Cruzamos el vestíbulo del hotel en dirección a la orilla del río. Las nativas lavaban la ropa en el agua turbia, mientras que sesenta o setenta negros esperaban, en el pequeño embarcadero de madera que teníamos delante, la enorme canoa que hacía las veces de ferry. Landau caminó majestuosamente por la ribera, observando la miserable confusión de la vida a orillas del Congo. Me sorprendía verle tan a gusto. Siempre le había tenido por incapaz de sobrevivir fuera de Nueva York o de Hollywood, pero allí mismo, en ese preciso instante, comprendí lo absurdo de mi idea. Era evidente que su conocimiento de los ambientes más salvajes, de la pobreza y el esplendor, le había capacitado para salir adelante en cualquier situación.

—Te hablaré del equipo, Paul; lo primero es lo primero.

—Parece que son muchas las cosas que tienes que decirme.

Caminamos despacio entre las palmeras, mientras le contaba la historia de nuestro safari. Era extraño, pero ahora sonaba bastante inofensiva. Una y otra vez me preguntaba qué me había hecho Wilson en concreto, y las respuestas parecían débiles incluso a mis propios oídos.

—Te sometió a una broma pesada y estúpida y disparó contra una hembra. No es muy deportivo, desde luego, pero tampoco parece cosa que pueda quebrar una amistad.

—La hembra se acababa de despertar, y él tiró desde el camión, apoyando el rifle en una barra del lateral.

Landau hizo un gesto de indiferencia. La ética de la caza no parecía importarle gran cosa.

—Está bien, suena bastante desagradable, pero ¿qué te hizo en concreto?

—Supongo que nada más que sus maneras, una actitud extraña, de superioridad y sarcasmo. Su forma de ignorarme, sin contar con los insultos.

Sonrió débilmente.

—Hablas de insultos, cuando yo tengo que empezar una película dentro de cinco días, sin director y sin equipo.

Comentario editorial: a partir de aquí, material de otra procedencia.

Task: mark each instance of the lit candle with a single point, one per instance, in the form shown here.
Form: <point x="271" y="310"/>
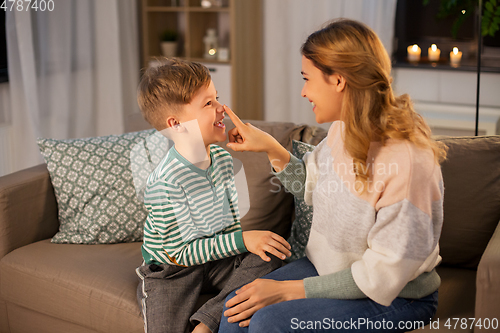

Se detuvo a contemplar la pesada piragua de madera que comenzaba a cruzar el río.

—¿No les da miedo volcar? —preguntó, muy interesado.

—No, Paul. ¿Qué tendrían que perder?

—Ya, es cierto.

Volvió a nuestro problema.

—Me parece que deberías tranquilizarte un poco. Esta noche nos reuniremos con Owen y el piloto y discutiremos la cuestión, punto por punto.

—¿Pero qué me queda por hacer? Deseo irme de aquí, Paul. No quiero volver a ver a Wilson; en estas condiciones, ni siquiera me interesa África.

Observó la jungla circundante con gesto pensativo. Luego, muy lentamente, enarcó una ceja.

—Te entiendo. Ya te lo advertí, ¿recuerdas?, pero sigo creyendo que debes quedarte para ayudarnos.

—¿Cómo, Paul? Dime de qué manera, como no sea pegándole un tiro en la cabeza.

—De entrada, puedes ayudarme a que regrese, porque si no ha vuelto dentro de tres días, estamos arruinados.

—Dios mío. Me pides un imposible.

—Veremos. He afrontado peores problemas en la vida.

—¿De veras? Muy bien, pues sal ahí, busca un elefante, sujétalo para que Wilson le acierte en el cerebro, y habrás resuelto todos los que tienes ahora.